Is it possible to get the same trace of transactions and tables with only the command line tools?
daml test
shows you some information when the test fails but outside of that, you are limited to Visual Studio Code at the moment.
how does Visual Studio does it at the moment? Anyway of someone developing a application that does that?
The LSP server provides a bunch of custom methods for that. You could in theory try to copy what it does but it’s a bunch of undocumented APIs with no stability guarantees so I don’t recommend it. If you want to give it a shot anyway, maybe take a look at the vscode extension.

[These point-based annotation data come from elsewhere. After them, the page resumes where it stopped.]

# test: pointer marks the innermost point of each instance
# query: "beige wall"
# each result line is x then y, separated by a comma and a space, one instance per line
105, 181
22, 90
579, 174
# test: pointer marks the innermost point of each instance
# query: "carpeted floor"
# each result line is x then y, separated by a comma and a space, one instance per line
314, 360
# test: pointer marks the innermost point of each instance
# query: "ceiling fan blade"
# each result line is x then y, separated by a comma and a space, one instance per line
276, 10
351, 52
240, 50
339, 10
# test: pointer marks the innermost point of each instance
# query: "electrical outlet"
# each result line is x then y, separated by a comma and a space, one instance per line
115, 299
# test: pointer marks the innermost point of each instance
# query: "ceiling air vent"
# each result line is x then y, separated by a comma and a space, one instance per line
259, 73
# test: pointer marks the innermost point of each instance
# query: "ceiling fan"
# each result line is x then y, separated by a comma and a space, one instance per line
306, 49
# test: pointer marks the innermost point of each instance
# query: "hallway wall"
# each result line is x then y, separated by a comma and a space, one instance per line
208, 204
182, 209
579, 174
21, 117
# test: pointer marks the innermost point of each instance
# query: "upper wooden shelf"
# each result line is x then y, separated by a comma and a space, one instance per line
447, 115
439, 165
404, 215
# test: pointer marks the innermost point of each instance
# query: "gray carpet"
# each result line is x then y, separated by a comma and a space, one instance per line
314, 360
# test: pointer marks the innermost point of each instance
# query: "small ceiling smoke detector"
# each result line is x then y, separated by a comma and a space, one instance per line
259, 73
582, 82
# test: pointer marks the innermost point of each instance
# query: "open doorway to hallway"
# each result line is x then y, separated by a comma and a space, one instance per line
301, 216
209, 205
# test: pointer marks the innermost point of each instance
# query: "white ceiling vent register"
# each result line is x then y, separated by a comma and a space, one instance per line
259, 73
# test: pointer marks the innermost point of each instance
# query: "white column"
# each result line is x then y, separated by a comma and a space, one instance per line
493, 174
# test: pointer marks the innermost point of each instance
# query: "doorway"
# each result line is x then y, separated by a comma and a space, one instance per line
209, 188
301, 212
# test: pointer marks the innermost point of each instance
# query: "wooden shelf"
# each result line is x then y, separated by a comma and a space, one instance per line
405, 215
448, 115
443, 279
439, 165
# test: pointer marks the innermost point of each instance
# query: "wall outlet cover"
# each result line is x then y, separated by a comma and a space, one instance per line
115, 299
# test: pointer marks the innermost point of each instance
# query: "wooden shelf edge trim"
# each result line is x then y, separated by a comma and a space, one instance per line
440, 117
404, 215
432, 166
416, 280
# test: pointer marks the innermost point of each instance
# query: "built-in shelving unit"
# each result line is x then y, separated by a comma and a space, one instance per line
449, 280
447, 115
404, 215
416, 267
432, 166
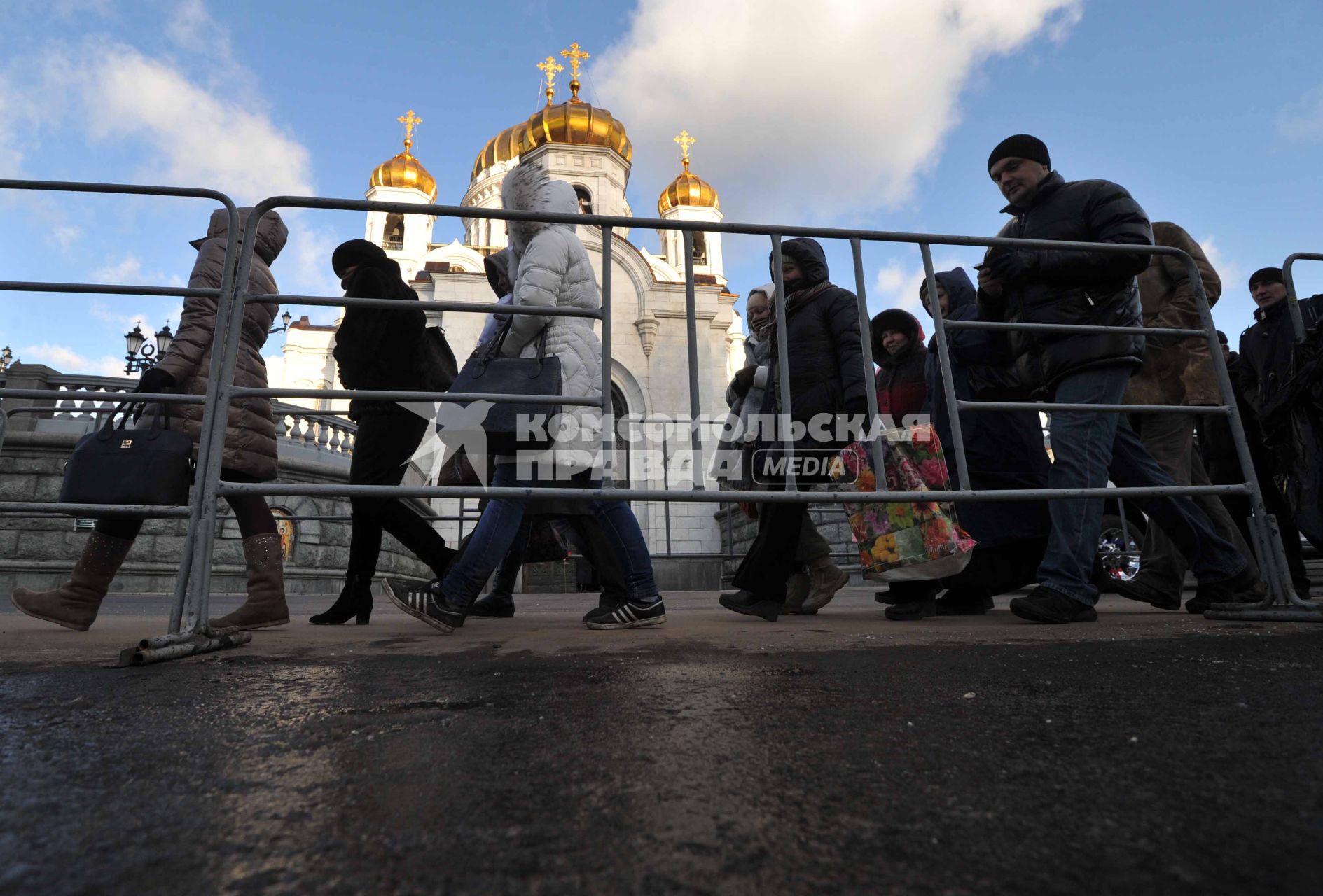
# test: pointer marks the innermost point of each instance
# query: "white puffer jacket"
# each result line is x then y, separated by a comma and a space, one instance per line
550, 267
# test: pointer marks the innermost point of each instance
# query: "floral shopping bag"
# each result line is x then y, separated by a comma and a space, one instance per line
903, 541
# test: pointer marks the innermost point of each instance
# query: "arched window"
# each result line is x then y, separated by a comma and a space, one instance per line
700, 248
394, 233
619, 410
585, 200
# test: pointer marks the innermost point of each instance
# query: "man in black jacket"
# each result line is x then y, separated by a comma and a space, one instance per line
1281, 382
1037, 286
826, 379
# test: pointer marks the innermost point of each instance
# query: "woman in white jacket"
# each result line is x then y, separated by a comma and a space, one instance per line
550, 269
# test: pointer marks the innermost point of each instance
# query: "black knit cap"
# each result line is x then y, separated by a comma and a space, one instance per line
1022, 146
1266, 275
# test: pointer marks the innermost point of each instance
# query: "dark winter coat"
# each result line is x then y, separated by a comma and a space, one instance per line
379, 348
1074, 287
823, 342
1003, 449
249, 426
1178, 370
1284, 384
901, 388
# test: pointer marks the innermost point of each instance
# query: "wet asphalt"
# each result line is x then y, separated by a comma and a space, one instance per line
1183, 763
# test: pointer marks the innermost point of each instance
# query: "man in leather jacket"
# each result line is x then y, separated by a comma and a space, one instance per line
1060, 286
1281, 382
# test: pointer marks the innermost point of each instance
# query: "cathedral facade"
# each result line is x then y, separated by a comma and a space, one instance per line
589, 148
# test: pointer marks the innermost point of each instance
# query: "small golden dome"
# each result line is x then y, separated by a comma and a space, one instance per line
688, 188
404, 169
574, 122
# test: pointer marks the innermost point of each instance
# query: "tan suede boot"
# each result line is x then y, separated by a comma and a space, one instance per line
265, 607
824, 580
74, 604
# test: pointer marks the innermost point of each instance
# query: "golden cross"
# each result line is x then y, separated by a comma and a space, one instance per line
550, 69
686, 141
409, 120
576, 56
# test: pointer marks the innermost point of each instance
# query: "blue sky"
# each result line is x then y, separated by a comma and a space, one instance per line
876, 114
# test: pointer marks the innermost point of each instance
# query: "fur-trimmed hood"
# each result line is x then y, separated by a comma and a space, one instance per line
529, 188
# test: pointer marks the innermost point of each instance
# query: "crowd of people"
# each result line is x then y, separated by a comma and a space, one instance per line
789, 568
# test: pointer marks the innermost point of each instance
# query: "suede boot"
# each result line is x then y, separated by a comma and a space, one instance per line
824, 580
74, 604
265, 606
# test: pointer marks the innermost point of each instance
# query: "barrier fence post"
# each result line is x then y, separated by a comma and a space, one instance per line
943, 354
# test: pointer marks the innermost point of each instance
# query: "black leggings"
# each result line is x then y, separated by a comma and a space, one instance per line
381, 454
250, 512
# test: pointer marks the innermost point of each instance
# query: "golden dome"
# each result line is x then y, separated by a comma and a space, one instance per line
404, 169
688, 188
574, 122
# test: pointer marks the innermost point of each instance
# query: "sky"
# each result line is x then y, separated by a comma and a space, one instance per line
875, 114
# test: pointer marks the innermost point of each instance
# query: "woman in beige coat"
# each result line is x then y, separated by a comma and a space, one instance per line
249, 454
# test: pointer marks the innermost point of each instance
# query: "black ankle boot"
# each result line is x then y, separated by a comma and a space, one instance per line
355, 601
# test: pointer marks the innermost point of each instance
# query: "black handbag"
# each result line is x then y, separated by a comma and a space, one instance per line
437, 361
491, 374
118, 465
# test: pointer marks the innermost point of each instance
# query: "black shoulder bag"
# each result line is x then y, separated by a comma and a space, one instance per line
118, 465
491, 374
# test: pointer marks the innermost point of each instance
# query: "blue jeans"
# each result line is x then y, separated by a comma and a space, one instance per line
1089, 449
501, 519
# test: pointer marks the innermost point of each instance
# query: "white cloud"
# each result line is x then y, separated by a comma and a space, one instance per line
65, 360
1302, 119
1228, 271
884, 92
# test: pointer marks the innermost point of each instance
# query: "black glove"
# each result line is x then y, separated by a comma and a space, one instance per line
155, 379
742, 381
1013, 266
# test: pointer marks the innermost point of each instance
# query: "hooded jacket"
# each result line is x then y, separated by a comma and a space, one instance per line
549, 267
1073, 287
823, 345
376, 348
901, 388
249, 424
1178, 370
1003, 449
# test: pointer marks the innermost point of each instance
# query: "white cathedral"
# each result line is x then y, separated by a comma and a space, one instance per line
589, 148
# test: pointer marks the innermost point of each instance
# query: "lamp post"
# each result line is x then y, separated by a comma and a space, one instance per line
285, 318
143, 356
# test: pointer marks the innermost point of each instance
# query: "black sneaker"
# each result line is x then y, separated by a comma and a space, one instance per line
425, 606
751, 604
1134, 589
1047, 606
630, 615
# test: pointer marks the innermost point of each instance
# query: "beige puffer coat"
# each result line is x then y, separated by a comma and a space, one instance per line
249, 428
549, 267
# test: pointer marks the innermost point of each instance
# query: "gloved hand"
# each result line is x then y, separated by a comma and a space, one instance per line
1013, 266
155, 379
744, 379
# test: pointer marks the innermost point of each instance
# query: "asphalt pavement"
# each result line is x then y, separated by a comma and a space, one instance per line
1146, 752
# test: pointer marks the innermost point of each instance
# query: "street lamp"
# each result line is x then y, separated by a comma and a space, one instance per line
285, 318
137, 344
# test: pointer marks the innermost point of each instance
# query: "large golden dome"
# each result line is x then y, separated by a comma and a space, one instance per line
688, 188
573, 122
404, 169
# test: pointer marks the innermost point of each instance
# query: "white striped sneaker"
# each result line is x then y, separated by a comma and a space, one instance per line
630, 615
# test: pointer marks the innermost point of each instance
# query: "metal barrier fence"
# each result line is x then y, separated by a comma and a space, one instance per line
188, 624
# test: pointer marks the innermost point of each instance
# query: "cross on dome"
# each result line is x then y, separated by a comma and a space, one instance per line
550, 69
686, 141
409, 120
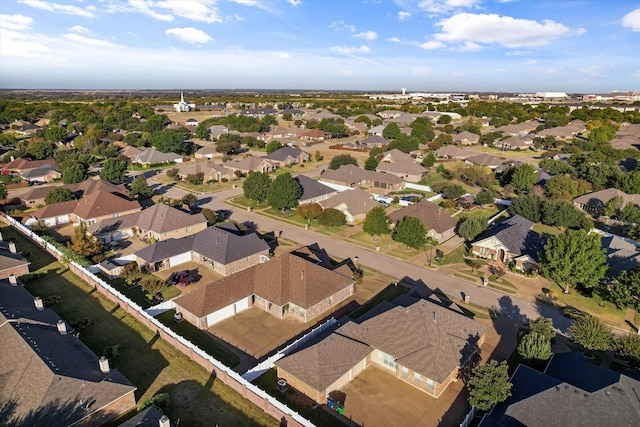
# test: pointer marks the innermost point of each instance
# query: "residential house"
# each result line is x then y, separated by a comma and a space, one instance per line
439, 225
49, 377
208, 152
313, 191
419, 343
354, 204
12, 263
45, 173
374, 141
287, 286
287, 155
401, 165
20, 166
466, 138
512, 240
313, 135
622, 254
353, 176
595, 203
151, 156
487, 160
251, 164
158, 222
571, 391
455, 152
90, 209
222, 248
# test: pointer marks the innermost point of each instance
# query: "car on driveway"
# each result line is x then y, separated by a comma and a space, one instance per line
573, 313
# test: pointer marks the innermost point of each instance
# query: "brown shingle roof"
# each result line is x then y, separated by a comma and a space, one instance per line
425, 337
431, 215
284, 279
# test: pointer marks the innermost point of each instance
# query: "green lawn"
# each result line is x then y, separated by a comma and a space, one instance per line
301, 404
389, 293
199, 338
153, 365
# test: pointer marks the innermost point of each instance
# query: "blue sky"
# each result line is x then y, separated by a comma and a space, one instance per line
577, 46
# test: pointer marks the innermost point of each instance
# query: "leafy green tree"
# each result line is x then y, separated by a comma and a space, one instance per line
429, 160
522, 177
534, 347
331, 217
114, 170
273, 146
342, 159
74, 173
371, 163
453, 191
472, 227
627, 347
210, 215
391, 131
284, 192
58, 195
39, 150
308, 211
256, 186
625, 292
574, 258
411, 232
202, 131
542, 326
84, 244
140, 189
590, 333
376, 223
528, 206
174, 174
189, 199
485, 197
489, 384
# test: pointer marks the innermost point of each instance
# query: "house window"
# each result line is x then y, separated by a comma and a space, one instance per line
389, 360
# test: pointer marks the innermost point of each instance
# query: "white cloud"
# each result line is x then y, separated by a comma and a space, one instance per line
503, 30
403, 16
79, 29
342, 26
15, 22
367, 35
350, 50
88, 40
443, 6
60, 8
190, 35
632, 20
430, 45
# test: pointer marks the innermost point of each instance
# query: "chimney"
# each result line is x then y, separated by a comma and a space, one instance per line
62, 327
104, 365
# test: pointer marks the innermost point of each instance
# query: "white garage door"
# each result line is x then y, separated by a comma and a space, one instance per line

It’s probably worth mentioning that the extension runs against a special ledger that allows it to see everything. If you were to try and develop a similar visualization tool that targets real ledgers, you’ll be limited to whatever your token can see.
That makes sense.
Still haven’t found time to dive into it, but it seems like an interesting topic to learn about.
Does “special ledger” mean not the sandbox? Some daml ledger that propertary?
It’s all part of the open-source SDK, so I’m not sure “proprietary” is the best word here (though DA does retain copyright), but it is indeed not Sandbox. In order to be able to display the level of feedback we want to have in the IDE, the IDE is running against a “more instrumented” ledger than Sandbox, running in the same process as its instrumentation.
is this more instrumented ledger available for download to run as a standalone cli? or any open source details about it?
There is a scenario-service.jar
in the SDK in ~/daml/sdk/$sdkversion/damlc/resources/scenario-service.jar
. You are on your own wrt to how to use it though, it’s not intended as a public API.
It is controlled via a protobuf API. The haskell code that talks to it is in daml/LowLevel.hs at 6caedfb0ca632775e856aa3767967c7cb962a714 · digital-asset/daml · GitHub.